Subconsciously, it is my aim
To come across as if I'm lame
For being smarter than most men
I do not wish to frighten them!
It's oh! So kind!
Of him to compliment my mind!
It's quite all right, it's quite okay,
It's really very true, I say.
My all! My all!
His kingdom for my all!
He says that I have got it all!
My all! How droll!
Now I would say that on the whole
There is a vast, colossal stack
Of qualities I seem to lack.
While yes! My feet!
Are for the most part pretty neat,
Those other things: my monstrous thighs,
My hips and bum of mammoth size,
My sagging boobs, bad hair, short neck,
They make me feel an utter wreck!
In contrast there's my dazzling smile,
Those blushing, ruby reds tactile!
Their kiss, he calls so seductive,
Makes the rest seem more productive!
And it, of course, is such a perk
That all my bits appear to work.
And sh*t!
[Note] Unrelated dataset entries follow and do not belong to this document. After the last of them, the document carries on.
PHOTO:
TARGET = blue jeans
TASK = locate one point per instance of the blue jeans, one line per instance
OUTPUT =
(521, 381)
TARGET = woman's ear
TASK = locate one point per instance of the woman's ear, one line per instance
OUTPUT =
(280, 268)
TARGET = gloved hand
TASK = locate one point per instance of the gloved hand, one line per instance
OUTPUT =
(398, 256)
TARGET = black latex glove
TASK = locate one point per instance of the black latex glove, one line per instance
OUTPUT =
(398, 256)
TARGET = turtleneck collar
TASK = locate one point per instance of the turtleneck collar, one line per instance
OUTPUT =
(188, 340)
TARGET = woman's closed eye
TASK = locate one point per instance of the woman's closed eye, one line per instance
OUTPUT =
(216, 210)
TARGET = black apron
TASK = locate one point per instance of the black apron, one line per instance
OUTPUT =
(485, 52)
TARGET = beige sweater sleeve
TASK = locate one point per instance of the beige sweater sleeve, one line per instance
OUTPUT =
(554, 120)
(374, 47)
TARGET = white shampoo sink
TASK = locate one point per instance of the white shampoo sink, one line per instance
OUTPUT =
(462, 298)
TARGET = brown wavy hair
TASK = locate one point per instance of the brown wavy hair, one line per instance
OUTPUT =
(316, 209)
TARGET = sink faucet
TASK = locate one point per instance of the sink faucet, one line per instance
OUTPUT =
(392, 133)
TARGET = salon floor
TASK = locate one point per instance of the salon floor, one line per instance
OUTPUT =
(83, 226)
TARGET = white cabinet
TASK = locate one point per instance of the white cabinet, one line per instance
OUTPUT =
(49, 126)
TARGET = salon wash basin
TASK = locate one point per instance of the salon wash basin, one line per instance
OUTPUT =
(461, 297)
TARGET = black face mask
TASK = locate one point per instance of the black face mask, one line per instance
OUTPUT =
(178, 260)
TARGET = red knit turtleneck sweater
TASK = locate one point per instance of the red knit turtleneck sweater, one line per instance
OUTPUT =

My wit!
Is always an enormous hit!
I must say I rarely ever
Cease at being rather clever.
And, likewise, I'm aware my brain
Is quite supreme in this domain,
Despite the ignorance I feign.
I've flare! And style!
Such bewitching feminine guile!
I'm smart! I'm cute!
Now those are points I can't dispute.
When I add up all the pieces
Their shared value just increases!
I'm taken totally aback;
I make a rather charming pack!
And so I'd have to say, I guess
I'm really not so much a mess!
But still! And all!
To say that I have got it all
Might be perhaps over-the-top,
But please, my dear, don't ever stop!
It's quite all right! It's quite okay!
I like to hear it anyway!
So there! It is!
Because the idea first was his,
I have to thank old Willie S.,
Who scripted out with such finesse,
The primary, yet vapid, source
Of my inspired tour de force!
A horse! A horse!
My kingdom for a horse!
That line's now obsolete, of course!